If you made personal super contributions from your after-tax income, you may be able to claim a tax deduction. The income used to make these after-tax contributions can come from different sources including salary and wages, a personal business, investments, government pensions and profits from the sale of assets.

It should be noted you cannot claim a tax deduction for super contributions made by your employer including the 10.5% superannuation guarantee and any reportable contributions such as salary sacrifice arrangements.

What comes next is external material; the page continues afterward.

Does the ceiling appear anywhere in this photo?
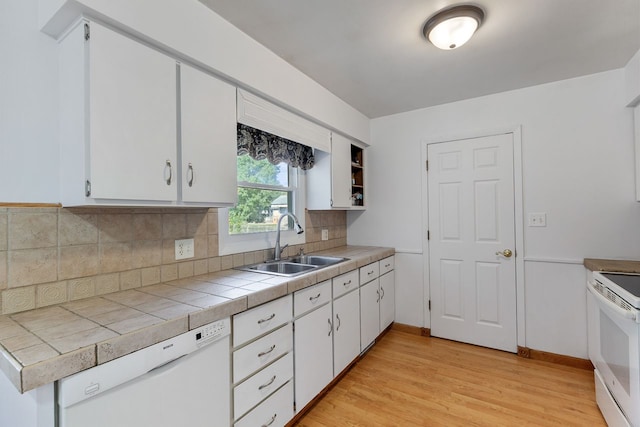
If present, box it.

You also can’t claim a deduction for rollover payments from another fund.

Before you can claim a deduction for your personal super contributions, you must give your super fund a ‘Notice of intent to claim or vary a deduction for personal contributions’ and receive an acknowledgment from your fund.

You must give notice of intent to claim or vary a deduction to your fund by the earlier of either:

  • The day you lodge your tax return for the year in which you made the contributions
  • The end of the income year following the one in which you made the contributions

Any contributions made will count towards your concessional contributions cap, which is currently $27,500 per year and includes your 10.5% super guarantee and salary sacrifice contributions. If you exceed the contributions cap in a year you may be liable for additional tax on the excess contributions.

From 2019-2022, carry forward rules allow you to make extra concessional contributions without having to pay extra tax. However, there are several conditions to be met including, your total super balance is less than $500,000 on 30 June of the previous financial year, you have made concessional contributions that exceed your general limit, and you have unused concessional contributions cap amounts from up to 5 previous years, but not before 2018-19.

Some effects of claiming a deduction for personal super contributions include:

  • A reduction in your taxable income, due to the deduction, reducing the amount of tax you need to pay.
  • Super contributions claimed as a deduction are taxed in the superfund at the rate of 15%. This rate, for most people, is lower than the marginal tax rate paid on income from wages. Your superfund will withhold this amount from your super account.
  • The deductible personal contributions will count towards your reportable super contributions and will affect your income for some tax offsets, concessions, the Medicare levy surcharge and certain government benefits and obligations.

Always talk to your accountant about the tax implications of making after tax super contributions.